Morphological identification of diatoms species is subjected to a
bottleneck since the number of expert taxonomists is decreasing whereas
the number of identified taxa is increasing rapidly (Pečnikar and Buzan,
2013). Traditional taxonomic identification relies in morphological
traits and light or electron microscopy, so is time-consuming and
demands specialized knowledge (Blanco, 2020). In addition, the presence
of cryptic species and phenotypic plasticity found in some species may
hinder classical species identification (Hadi et al., 2016). In this
vein, several studies have recently revealed the presence of hidden
diversity on diatoms (Trobajo et al., 2010; Rovira, Trobajo, Sato,
Ibáñez, & Mann, 2015), suggesting that its diversity has like been
underestimated (Mann & Vanormelingen, 2013). As a consequence,
exclusive reliance on morphological traits may lead to ambiguous
identification of taxa (Zimmermann et al., 2011; Kowalska, Pniewski, &
Latała, 2019). To overcome the biases related with morphological
identifications, alternative techniques such as DNA barcoding have been
developed in recent years. The term DNA barcoding was first used by
Arnot, Roper, & Bayoumi (1993) to refer the possibility of
differentiate stocks and lineages of Plasmodium falciparum based
on targeting tandem repeats of circumsporozoite gene. DNA barcoding
relies in a short DNA fragment, which is sequenced and compared with a
reference library, allowing the identification of all taxa independently
of its life stage (Zimmermann et al., 2015; Rimet, Vasselon, Keszte, &
Bouchez, 2018; Hebert, Cywinska, Ball, & deWaard, 2003). In addition,
DNA metabarcoding combine DNA barcoding methods with high-throughput
techniques (HTS) allowing the sequencing of millions of DNA fragments
from many samples simultaneously (Rivera et al., 2017). Metabarcoding
has been applied regularly to inventory taxonomic diversity of
freshwater diatoms since the pioneering study of Kermarrec et al.
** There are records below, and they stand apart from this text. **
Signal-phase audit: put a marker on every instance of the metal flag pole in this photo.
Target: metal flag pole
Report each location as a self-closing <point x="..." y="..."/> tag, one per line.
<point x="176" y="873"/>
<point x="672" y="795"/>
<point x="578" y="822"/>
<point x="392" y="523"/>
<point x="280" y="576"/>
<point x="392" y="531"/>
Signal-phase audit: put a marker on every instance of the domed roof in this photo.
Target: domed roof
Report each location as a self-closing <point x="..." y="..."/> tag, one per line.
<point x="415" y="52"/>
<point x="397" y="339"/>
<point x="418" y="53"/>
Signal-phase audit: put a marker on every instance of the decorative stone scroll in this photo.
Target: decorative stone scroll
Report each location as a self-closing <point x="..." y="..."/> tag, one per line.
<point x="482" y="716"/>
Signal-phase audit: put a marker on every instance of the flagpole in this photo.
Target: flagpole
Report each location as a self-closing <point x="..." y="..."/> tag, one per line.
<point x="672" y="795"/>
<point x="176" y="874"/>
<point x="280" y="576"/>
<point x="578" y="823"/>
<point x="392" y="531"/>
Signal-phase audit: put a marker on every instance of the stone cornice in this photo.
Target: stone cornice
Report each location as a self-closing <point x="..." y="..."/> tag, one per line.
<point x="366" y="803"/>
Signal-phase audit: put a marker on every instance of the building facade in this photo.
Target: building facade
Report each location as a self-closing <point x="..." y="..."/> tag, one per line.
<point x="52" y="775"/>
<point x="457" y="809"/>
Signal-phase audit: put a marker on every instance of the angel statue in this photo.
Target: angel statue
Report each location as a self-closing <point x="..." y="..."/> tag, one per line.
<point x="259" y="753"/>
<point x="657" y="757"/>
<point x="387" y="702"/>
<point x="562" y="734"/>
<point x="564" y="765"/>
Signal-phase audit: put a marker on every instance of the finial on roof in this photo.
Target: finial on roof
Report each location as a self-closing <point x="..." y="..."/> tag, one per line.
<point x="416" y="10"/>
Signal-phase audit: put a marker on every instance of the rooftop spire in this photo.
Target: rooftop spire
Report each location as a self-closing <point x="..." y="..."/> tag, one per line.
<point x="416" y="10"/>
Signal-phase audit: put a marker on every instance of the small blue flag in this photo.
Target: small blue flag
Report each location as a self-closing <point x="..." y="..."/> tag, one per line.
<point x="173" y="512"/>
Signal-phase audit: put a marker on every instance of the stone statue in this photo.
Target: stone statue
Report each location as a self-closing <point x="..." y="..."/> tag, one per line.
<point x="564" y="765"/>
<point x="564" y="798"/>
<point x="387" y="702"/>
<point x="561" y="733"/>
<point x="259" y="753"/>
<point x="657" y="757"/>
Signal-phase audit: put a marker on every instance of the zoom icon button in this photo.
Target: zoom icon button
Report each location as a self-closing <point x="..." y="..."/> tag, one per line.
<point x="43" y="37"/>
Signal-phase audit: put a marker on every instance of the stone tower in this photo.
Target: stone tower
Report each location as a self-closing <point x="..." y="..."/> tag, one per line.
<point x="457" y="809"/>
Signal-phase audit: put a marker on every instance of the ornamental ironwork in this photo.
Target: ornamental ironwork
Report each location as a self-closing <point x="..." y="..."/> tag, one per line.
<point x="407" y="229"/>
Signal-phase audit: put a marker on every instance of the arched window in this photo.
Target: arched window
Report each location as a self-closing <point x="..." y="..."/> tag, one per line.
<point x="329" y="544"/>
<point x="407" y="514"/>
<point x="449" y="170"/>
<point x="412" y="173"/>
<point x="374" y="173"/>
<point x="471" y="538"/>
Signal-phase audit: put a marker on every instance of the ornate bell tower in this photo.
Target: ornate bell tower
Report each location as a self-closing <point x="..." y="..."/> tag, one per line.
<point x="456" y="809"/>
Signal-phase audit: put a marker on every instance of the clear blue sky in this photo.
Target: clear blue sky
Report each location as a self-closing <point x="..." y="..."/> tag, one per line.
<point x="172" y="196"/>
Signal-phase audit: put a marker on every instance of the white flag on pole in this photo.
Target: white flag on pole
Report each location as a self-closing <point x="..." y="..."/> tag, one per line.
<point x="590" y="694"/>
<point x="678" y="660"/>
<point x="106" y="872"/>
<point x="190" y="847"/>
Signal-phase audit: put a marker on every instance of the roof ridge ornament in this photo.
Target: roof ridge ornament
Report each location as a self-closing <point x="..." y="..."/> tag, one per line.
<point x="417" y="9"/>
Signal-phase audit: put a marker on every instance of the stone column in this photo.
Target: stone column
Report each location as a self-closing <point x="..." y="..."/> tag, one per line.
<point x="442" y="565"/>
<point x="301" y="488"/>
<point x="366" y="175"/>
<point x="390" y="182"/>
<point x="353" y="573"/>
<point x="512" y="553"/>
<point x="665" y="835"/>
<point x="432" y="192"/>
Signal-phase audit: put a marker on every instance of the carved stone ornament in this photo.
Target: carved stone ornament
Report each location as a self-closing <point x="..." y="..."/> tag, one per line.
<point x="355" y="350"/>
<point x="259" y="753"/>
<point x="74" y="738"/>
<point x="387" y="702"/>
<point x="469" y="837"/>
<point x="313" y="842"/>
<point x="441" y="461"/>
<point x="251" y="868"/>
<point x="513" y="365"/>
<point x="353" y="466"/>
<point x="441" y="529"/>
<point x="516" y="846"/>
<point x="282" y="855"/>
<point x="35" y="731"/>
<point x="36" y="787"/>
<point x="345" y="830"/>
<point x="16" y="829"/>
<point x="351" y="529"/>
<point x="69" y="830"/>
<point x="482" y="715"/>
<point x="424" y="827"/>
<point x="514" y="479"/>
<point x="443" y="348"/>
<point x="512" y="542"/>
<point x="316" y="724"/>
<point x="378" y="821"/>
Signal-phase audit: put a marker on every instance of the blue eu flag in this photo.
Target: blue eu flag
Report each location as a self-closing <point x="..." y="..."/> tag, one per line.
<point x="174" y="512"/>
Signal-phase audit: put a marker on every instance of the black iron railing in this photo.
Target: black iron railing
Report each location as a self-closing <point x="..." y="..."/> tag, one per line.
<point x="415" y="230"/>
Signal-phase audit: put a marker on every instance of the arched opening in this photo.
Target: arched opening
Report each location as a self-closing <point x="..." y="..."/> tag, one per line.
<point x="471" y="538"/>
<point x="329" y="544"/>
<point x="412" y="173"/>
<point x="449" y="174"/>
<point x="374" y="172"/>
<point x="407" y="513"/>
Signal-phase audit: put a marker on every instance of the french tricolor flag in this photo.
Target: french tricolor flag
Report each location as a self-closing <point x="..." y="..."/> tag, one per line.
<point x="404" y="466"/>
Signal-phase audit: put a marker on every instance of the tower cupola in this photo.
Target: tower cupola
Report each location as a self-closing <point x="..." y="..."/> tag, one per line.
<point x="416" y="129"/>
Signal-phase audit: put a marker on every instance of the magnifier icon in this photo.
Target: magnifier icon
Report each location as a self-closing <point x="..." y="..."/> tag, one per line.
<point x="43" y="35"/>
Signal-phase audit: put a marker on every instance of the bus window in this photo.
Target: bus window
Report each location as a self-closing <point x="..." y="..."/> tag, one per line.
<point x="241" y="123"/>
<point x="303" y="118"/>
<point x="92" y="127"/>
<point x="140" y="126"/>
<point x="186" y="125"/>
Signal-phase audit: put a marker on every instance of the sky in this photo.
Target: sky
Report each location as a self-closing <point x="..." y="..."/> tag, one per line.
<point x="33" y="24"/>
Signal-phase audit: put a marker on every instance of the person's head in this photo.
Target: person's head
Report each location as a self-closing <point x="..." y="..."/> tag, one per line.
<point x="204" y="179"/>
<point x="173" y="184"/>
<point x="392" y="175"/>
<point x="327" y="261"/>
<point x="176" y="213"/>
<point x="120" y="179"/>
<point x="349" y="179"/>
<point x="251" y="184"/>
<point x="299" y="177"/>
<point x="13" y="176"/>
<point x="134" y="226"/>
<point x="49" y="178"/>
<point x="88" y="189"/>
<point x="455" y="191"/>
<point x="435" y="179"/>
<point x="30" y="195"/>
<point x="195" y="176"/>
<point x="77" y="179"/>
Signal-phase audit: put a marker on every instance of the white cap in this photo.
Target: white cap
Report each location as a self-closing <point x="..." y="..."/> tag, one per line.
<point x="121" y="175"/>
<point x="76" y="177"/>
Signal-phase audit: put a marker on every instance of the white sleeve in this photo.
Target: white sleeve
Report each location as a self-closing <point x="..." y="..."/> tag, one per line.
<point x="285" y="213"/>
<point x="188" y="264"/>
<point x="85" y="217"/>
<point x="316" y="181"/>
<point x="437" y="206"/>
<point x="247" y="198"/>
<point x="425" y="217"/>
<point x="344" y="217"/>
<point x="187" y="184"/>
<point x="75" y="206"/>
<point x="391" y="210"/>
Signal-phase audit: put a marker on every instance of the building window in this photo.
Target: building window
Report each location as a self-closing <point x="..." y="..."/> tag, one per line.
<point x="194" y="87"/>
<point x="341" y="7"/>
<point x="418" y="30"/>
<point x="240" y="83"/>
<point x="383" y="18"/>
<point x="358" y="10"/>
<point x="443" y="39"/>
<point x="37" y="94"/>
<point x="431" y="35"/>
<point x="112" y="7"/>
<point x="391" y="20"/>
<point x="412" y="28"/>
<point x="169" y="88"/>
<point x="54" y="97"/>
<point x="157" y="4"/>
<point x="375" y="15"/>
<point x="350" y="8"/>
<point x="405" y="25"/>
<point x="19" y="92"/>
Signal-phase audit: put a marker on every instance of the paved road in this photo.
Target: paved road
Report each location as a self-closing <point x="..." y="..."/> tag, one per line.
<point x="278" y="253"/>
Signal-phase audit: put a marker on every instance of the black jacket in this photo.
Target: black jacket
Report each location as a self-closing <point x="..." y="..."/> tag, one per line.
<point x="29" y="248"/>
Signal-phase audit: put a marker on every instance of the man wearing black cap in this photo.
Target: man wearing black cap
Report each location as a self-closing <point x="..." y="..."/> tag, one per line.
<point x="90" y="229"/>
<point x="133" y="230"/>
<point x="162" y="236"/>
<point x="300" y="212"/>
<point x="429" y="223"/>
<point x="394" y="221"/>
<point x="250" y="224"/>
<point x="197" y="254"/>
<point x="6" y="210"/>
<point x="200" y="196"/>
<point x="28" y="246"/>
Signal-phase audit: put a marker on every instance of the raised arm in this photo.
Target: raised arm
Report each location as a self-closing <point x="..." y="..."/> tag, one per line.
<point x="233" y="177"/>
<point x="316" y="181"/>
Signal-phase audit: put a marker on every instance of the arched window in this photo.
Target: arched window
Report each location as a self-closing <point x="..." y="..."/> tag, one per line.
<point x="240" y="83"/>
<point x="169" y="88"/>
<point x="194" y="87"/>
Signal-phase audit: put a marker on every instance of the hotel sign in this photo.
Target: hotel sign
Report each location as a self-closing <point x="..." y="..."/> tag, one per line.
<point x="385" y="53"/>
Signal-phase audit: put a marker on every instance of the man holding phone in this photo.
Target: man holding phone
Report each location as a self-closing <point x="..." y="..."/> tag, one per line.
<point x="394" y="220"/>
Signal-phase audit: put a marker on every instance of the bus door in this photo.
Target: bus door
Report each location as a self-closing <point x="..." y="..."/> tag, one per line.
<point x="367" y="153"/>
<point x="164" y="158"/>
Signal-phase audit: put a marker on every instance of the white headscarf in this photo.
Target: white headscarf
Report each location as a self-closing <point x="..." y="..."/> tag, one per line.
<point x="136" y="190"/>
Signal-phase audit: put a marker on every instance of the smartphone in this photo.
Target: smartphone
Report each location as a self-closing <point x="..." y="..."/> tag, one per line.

(2013). Since then, several studies have highlighted the usefulness of
metabarcoding approach in combination with morphological methods for
diatom biomonitoring (Mora et al., 2019; Zimmermann et al., 2015).
However, the incompleteness of reference database still remains as one
of the main biases constraining the accuracy of molecular-based
inventories.
Here, we used a comprehensive dataset of 22 ponds located in a
Mediterranean landscape to (i) assess if morphological and metabarcoding
approaches could be comparable methods in β-diversity studies of benthic
diatoms, and (ii) test whether environmental filtering and dispersal
limitation, predictably assemble diatom communities. Importantly, we
also assessed the influence of taxonomic resolution (genera and species
level) on the observed community-level patterns and processes. We
focused our study exclusively on incidence values, avoiding the use of
abundance values in order to prevent the biases related with the copy
number variation of the marker gene per cell (Vasselon, Domaizon, Rimet,
Kahlert, & Bouchez, 2017). Following recent works (Rimet et al., 2018;
Medlin, 2018; Kowalska et al., 2019), we hypothesized that morphological
methods based on light microscopy and metabarcoding approach provide
similar results when it comes to the β-diversity patterns of diatom
metacommunities (Hyphothesis 1 ). On the other hand, we expected
to find a relationship between environmental template and compositional
variation, since freshwater diatoms have usually been found to be
strongly related to environmental dissimilarity at regional extents
(Hyphotesis 2 ; Declerk, Coronel, Legendre, & Brendonck, 2011).